There was finally a west wind on the 25th and Mark was in his ladder stand at 3:00 p.m.
“I could hear him coming through thick spruce about 6:30,” Mark said. “At first, I thought it was a deer. He stopped 50 yards from the bait and just stood there for five minutes. I started wondering if he left.
“Then he let out two roars and came running toward the bait, stopping in my shooting lane. I never heard a bear make a sound like that before. I’m guessing he heard the other bear coming and was warning him that he better not be at the bait when he got there.
“I already had my rifle up when he came running toward my shooting lane. When he stopped I shot him right behind the shoulder in the middle of the body. He was only 25 yards away. Then he took off running, plowing through the brush.”
Mark shot the bear with a 225-grain Nosler bullet out of a .340 Weatherby rifle. The bear ran 150 yards before expiring. There was a good blood trail even though the bullet didn’t go all the way through the bear.
Taxidermist Jim Kuntze is doing a full mount of the bear.
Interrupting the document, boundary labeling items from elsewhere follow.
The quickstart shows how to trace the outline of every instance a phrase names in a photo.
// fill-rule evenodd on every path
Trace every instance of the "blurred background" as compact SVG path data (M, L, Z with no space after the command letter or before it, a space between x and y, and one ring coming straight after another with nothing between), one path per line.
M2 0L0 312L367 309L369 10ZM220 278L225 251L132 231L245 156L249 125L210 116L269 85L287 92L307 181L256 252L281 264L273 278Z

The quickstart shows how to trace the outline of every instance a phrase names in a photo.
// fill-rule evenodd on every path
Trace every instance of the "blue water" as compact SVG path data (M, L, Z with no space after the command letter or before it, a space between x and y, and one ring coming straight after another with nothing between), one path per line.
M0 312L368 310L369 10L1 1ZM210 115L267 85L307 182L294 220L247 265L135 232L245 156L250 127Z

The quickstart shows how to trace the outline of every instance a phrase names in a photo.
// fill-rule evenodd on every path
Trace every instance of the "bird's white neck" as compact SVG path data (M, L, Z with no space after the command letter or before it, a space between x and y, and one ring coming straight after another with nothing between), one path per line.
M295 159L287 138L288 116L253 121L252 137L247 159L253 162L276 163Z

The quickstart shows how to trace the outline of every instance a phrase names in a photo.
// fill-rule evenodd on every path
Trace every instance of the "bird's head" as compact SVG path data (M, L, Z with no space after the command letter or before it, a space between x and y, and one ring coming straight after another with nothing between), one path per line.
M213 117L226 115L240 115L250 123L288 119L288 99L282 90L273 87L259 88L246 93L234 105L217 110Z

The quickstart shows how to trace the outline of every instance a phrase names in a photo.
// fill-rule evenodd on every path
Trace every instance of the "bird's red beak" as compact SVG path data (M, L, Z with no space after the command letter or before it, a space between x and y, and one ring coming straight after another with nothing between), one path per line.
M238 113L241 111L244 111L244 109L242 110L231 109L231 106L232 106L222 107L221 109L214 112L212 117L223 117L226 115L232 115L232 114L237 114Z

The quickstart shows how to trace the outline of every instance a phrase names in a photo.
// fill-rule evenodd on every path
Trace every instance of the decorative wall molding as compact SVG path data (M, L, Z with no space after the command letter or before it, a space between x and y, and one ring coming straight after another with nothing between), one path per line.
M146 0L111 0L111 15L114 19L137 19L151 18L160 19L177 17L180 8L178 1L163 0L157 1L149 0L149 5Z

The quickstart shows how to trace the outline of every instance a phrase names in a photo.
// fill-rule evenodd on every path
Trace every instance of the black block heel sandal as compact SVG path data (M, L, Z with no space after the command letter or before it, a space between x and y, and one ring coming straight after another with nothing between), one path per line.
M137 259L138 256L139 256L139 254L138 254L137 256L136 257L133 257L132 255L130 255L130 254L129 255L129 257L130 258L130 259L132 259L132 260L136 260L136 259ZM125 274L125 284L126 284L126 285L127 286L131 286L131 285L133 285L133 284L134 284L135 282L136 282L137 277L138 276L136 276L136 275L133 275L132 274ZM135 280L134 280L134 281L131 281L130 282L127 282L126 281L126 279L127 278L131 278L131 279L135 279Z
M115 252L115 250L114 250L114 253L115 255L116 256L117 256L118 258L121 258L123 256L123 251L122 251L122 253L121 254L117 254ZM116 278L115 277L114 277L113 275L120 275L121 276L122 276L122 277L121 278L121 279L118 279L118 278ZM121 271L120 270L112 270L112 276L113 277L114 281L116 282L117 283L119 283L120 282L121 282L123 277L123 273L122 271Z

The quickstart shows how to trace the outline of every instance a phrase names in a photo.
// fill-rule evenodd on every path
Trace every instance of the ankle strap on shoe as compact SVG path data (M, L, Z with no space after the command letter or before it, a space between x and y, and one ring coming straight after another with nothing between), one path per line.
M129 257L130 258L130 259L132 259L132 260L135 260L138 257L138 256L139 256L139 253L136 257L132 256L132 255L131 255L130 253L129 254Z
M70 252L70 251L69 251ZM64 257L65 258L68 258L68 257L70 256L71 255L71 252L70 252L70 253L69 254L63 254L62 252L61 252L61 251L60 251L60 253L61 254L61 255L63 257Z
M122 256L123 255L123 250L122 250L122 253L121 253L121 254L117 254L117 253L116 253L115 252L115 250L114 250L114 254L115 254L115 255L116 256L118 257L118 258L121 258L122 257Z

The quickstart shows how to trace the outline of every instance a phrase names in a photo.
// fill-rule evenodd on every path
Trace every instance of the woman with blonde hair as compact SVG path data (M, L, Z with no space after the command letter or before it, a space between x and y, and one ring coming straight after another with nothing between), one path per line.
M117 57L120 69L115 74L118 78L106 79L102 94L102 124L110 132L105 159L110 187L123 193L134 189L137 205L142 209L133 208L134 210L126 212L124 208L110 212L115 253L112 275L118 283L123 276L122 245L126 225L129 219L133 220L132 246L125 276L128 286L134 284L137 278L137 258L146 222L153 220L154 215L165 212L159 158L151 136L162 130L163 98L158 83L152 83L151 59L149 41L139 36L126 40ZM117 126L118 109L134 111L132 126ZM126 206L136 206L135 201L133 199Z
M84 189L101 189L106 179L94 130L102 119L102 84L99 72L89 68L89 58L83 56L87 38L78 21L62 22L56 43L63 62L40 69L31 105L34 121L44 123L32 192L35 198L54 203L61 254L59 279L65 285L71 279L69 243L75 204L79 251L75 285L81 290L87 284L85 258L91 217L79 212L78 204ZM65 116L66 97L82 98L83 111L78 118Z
The one-of-a-kind bruin measured 7 feet, 9 inches from nose to tail and was 8 ½ feet tall when hung. A front foot was 8 inches across and the chest girth was 60 inches. Mark said the bear had a nose as big around as a gallon jug. He added that the animal had eight inches of fat on him to prepare for winter.
Although the bear visited the bait Mark maintained on a consistent basis for about a month before he shot it, he said it disappeared for a couple of days three days before the 25th. The hunter suspects the bruin may have been preparing to enter a den. Prior to its disappearance, the animal wasn’t eating as much food as it had been previously.
“I set out to out smart him, and I did,” Hanna commented. “I don’t think he’s very old. His teeth are in good shape.”
The DNR should be able to determine the bruin’s age from a premolar tooth taken when the bear was registered.